L’idée est que ces revenus servent notamment à remplacer les autres subventions ou exonérations. Celles qui sont utiles, et celles qui ne le sont pas, comme ces centaines de milliards donnés aux très riches ou aux très grandes entreprises.

N’oublions pas que la Banque centrale européenne (BCE) a déboursé des centaines de milliards en assouplissement quantitatif, 1.200 milliards d’euros exactement, essentiellement au profit des banques.

Ce revenu universel n’a jamais prouvé qu’il pouvait fonctionner jusqu’à présent…

Votre information est fausse. L’Alaska a mis en place en 1976 l’Alaska Permanent Fund, où chaque personne touchait chaque année un revenu basique financé par l’industrie du pétrole. Quand cela a été introduit, l’Alaska avait le plus gros taux de pauvreté et le pire taux d’inégalités des Etats-Unis. Cela s’est complètement inversé depuis. Il y a aussi le programme Bolsa Familia au Brésil, pour les parents d’enfants scolarisés. C’est une forme de revenu universel à laquelle personne ne croyait au début des années 90. Aujourd’hui, ils sont 50 millions à en bénéficier. Nous avons aussi pu démontrer que les gens qui disposaient d’un revenu universel depuis longtemps avaient une plus grande stabilité émotionnelle, plus d’énergie, de confiance, de possibilités de socialisation.

Pour financer le revenu universel, les États seraient obligés de s’endetter davantage et de devenir, de fait, encore plus dépendants de la dette et du monde de la finance. Ne serait-ce pas un cadeau inespéré pour ces banques que vous dénoncez?

Cet argent irait en premier lieu aux citoyens, qui pourraient réduire leurs dettes, dépenser pour plus de biens ou de services, ce qui boosterait l’économie et l’emploi, au niveau local ou national. Si cet argent va directement aux banques, elles le dépenseront dans d’autres pays, où les rendements sont plus élevés.

Injecter plusieurs centaines de milliards dans l’économie réelle, sans condition, n’entraînerait-il pas à une forte inflation?

C’est un autre argument que l’on peut entendre.
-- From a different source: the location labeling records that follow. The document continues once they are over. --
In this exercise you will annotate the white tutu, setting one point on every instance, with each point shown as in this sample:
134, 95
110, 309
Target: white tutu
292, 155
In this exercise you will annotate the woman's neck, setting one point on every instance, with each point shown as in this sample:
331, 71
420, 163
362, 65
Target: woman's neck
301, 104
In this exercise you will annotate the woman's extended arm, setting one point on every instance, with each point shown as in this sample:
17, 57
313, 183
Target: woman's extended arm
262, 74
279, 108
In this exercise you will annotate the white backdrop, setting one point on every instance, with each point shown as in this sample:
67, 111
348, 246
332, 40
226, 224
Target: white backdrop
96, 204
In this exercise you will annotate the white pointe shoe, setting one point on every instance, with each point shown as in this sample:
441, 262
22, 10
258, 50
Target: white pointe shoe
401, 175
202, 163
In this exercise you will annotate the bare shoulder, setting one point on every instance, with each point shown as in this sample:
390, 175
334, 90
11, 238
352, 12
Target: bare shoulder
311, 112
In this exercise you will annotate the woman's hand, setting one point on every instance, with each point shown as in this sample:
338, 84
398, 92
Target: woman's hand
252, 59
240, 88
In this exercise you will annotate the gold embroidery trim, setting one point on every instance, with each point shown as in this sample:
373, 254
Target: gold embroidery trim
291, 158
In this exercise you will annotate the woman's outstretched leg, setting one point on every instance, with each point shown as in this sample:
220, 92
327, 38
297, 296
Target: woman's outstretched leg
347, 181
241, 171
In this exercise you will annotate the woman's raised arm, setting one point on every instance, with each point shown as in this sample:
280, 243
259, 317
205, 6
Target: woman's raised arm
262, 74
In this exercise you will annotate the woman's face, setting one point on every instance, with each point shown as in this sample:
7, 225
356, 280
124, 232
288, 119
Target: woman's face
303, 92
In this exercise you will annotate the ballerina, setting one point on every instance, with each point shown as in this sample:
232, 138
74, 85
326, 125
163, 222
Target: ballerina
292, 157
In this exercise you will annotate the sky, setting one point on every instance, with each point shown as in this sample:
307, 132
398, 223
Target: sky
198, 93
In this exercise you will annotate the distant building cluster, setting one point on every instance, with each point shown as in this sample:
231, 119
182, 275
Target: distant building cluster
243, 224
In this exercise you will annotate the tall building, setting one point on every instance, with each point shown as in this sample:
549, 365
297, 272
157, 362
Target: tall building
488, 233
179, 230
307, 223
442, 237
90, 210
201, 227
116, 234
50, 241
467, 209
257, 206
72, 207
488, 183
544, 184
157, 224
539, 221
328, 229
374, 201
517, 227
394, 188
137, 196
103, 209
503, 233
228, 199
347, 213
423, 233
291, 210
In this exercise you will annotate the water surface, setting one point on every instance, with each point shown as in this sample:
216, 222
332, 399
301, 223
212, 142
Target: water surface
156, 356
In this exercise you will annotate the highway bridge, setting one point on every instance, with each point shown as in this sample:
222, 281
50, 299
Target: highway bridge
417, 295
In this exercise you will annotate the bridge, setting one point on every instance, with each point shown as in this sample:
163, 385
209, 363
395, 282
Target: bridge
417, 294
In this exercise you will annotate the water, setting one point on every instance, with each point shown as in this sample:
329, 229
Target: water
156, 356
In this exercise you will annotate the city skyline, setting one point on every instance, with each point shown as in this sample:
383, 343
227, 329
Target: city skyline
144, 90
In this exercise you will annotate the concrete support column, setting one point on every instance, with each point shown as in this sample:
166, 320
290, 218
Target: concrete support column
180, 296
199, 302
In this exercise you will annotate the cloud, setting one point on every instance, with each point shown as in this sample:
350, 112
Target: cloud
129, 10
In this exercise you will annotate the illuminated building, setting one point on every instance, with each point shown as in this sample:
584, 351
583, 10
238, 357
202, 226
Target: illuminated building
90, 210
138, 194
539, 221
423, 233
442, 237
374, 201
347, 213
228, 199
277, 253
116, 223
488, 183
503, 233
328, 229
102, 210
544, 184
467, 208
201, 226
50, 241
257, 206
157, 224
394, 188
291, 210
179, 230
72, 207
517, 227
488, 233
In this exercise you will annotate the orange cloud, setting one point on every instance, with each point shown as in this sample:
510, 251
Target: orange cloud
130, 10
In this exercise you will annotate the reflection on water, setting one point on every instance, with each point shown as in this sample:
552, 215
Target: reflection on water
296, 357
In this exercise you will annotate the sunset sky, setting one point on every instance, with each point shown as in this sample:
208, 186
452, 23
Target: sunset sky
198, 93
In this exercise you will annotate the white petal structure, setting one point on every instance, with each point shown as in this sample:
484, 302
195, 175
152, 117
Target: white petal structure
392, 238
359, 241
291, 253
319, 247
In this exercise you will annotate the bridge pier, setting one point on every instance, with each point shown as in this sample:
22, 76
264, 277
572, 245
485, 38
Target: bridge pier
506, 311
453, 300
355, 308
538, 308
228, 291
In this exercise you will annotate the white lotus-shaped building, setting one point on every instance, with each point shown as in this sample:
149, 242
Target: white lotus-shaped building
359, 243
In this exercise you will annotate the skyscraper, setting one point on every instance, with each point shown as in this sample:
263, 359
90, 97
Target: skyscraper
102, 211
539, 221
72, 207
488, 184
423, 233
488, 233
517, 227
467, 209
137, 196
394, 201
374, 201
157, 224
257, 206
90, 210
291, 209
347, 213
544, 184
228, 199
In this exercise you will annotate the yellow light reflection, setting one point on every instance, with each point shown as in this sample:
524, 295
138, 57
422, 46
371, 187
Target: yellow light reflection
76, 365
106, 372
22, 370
D’un point de vue économique, si vous augmentez la demande en injectant de la monnaie dans l’économie, vous augmentez l’offre également. Si on donne un revenu basique à tous les habitants d’un village, ils vont commencer à acheter de la nourriture locale et des services. Les producteurs locaux vont ainsi augmenter leur production et vendre plus à la communauté locale. C’est ce que nous avons fait en Inde. La demande supplémentaire y a accru la production alimentaire. Au bout de deux ans, les prix étaient plus bas, et non pas plus hauts.

Derrière la question du revenu universel, se cache celle du remplacement des travailleurs humains par l’intelligence artificielle. Une autre solution de plus en plus évoquée, notamment dernièrement par Bill Gates, serait de taxer les robots…

Je ne pense pas que les robots vont remplacer tout le monde et je crois que nous ne devons pas limiter l’automatisation d’emplois ennuyeux, répétitifs et difficiles. Le problème est surtout celui de la redistribution des revenus: une proportion de plus en plus grande va vers ceux qui contrôlent l’automatisation. Nous devons la réorienter.

En France, le coût total du revenu universel serait supérieur au total annuel des cotisations sociales payées par les entreprises et les travailleurs… Un revenu d’existence est-il vraiment prioritaire en comparaison des lourdes charges sociales, qui freinent la création d’emplois humains et provoquent de plus en plus le recours aux robots?

Supprimer les cotisations serait un nouveau cadeau aux multinationales américaines qui ne paient pas ou peu de taxes. Je pense que nous devons tous continuer à payer des contributions sociales, en tant que citoyens ou groupes économiques. Nous devons le faire lorsque nous le pouvons.